It was November 15, 1999. The New England Patriots were playing the New York Jets and had just closed the gap to 24-17 with 8:10 remaining after quarterback Drew Bledsoe found Troy Brown for a 31-yard score.
The energized Patriots defense finally clamped down on the Jets, giving Bledsoe and the offense three chances to tie the game, but they went completely cold. Bledsoe was 1-of-9 over the final three drives and couldn’t even gain another first down.
Pete Carroll might not have known it at the time, but this was the beginning of the end of his three-year stint in New England.

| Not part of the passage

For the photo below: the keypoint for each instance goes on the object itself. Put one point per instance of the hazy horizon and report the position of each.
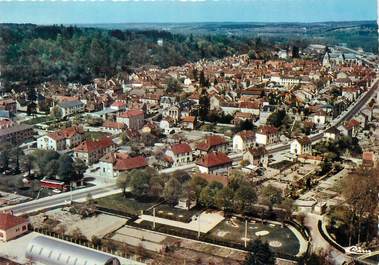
(187, 11)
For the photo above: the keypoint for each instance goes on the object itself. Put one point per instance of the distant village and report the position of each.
(274, 121)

The loss dropped the Patriots to 6-3, allowing them ample time to regain their momentum from an impressive start to the season, but they’d never be able to find their swagger again. They dropped five of their next six games and Carroll was fired at season’s end, ejected from the “hot seat” he’d occupied for nearly a year, despite the fact that he had taken New England to the playoffs in his first two seasons at the helm. Though the Pats finished with a top 10 defense, Carroll was out and Bill Belichick was in.
Fifteen years later, Carroll and Belichick meet in Super Bowl XLIX, with Carroll getting an opportunity to not only exact revenge against the organization that dumped him, but prove that his goal of building a dynasty in New England wasn’t merely a pipe dream.
In fact, imagine he had pulled it off.
Carroll finished .500 in his last season with the Patriots, but he had some bad breaks along the way. In Week 5, New England lost 16-14 to the Kansas City Chiefs, when Adam Vinatieri missed a 32-yard field goal with 9 seconds remaining. The next week, they went down to the Dolphins on a late touchdown pass from Damon-freaking-Huard. The loss to the Jets was close. A month later, there was a 20-15 loss to the Indianapolis Colts, where a late Bledsoe drive stalled at Indy’s 30-yard line. Two weeks after that, Vinatieri missed a 33-yarder that would have beaten the Buffalo Bills in regulation – and then missed again from 44 in overtime – in a 13-10 defeat.
Theoretically, Carroll was two missed field goals from the “most clutch kicker in NFL history” from having gone 10-6 in 1999, which means New England would made the playoffs and would have faced off against – you guessed it – the Seattle Seahawks. Instead, the Dolphins got in and traveled to Seattle, where they beat a weak Seahawks team 20-17. Would the Patriots have really fired Carroll after three playoff berths, a 10-6 record and a playoff win?
Probably not, which means Carroll would have returned to New England for the 2000 season – and sent Belichick’s career on an altogether different trajectory.
In 2000, Belichick had become the head coach of the Jets after longtime mentor Bill Parcells resigned. Belichick stunned everyone by quitting, stating that he didn’t want to become the head coach of the Jets while they were going through an ownership change during the transition to Woody Johnson, who bought the team in 2000.
What ended up happening was a trade with the Patriots so that both teams could be compensated, because if Belichick wasn’t able to get out of his contract, then he would have to sit out a year. New York ended up getting three draft picks, including New England’s first rounder in 2000, and the Patriots got Belichick. But what would have happened if the Pats job wasn’t available?
An obvious landing spot would have been the New York Giants, where Belichick had coached for a decade, including a lengthy run as Parcells’ defensive coordinator that included two Super Bowl wins. That would have seemed obvious, of course, had Jim Fassel not improved his 7-9 record from 1999 and taken the Giants to the Super Bowl in 2000, where they lost to the Baltimore Ravens, who used to be known as the Cleveland Browns – the franchise that fired Belichick just before they moved to Baltimore.
A bevy of jobs were available in 2001, enough to make you believe that Belichick would have been back in the league that season. And that he probably would have had his pick of the lot: The Cardinals, Redskins, Browns, Bengals, Lions and Chiefs were all possibilities, but perhaps the team that made the most sense was the Buffalo Bills.